Hi there, sorry for delays, this was very tricky to get info on as it did not reproduce outside of our CI. So it required a bit of hackery.
I made a small patch to the metadata_manager.py to capture the state of the file, like so:
diff --git a/src/pybind/mgr/volumes/fs/operations/versions/metadata_manager.py b/src/pybind/mgr/volumes/fs/operations/versions/metadata_manager.py
index e6bcb718d20..1268ba49adf 100644
--- a/src/pybind/mgr/volumes/fs/operations/versions/metadata_manager.py
+++ b/src/pybind/mgr/volumes/fs/operations/versions/metadata_manager.py
@@ -42,6 +42,11 @@ class MetadataManager(object):
else:
self.config = configparser.SafeConfigParser()
+ def _capture(self, f, *args, **kwargs):
+ ret = f(*args, **kwargs)
+ log.info('CAPTURED %r', ret)
+ return ret
+
def refresh(self):
fd = None
conf_data = StringIO()
@@ -49,7 +54,7 @@ class MetadataManager(object):
log.debug("opening config {0}".format(self.config_path))

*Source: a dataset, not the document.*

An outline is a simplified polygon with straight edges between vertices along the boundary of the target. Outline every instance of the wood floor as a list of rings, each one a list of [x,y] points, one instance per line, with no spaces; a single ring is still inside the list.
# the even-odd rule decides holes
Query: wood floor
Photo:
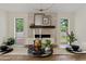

fd = self.fs.open(self.config_path, os.O_RDONLY)
while True:
- data = self.fs.read(fd, -1, MetadataManager.MAX_IO_BYTES)
+ data = self._capture(self.fs.read, fd, -1, MetadataManager.MAX_IO_BYTES)
if not len(data):
break
conf_data.write(data.decode('utf-8'))
I've attached the full log with the failure. The relevant part looks like:
2022-06-28T13:08:39.169+0000 7f27f001d700 0 log_channel(audit) log [DBG] : from='client.4391 -' entity='client.admin' cmd=[{"clone_name":"babydino2","format":"json","group_name":"Park","prefix":"fs clone cancel","vol_name":"cephfs"}]: dispatch
2022-06-28T13:08:39.169+0000 7f28057d3700 0 [volumes INFO volumes.module] Starting _cmd_fs_clone_cancel(clone_name:babydino2, format:json, group_name:Park, prefix:fs clone cancel, vol_name:cephfs) < ""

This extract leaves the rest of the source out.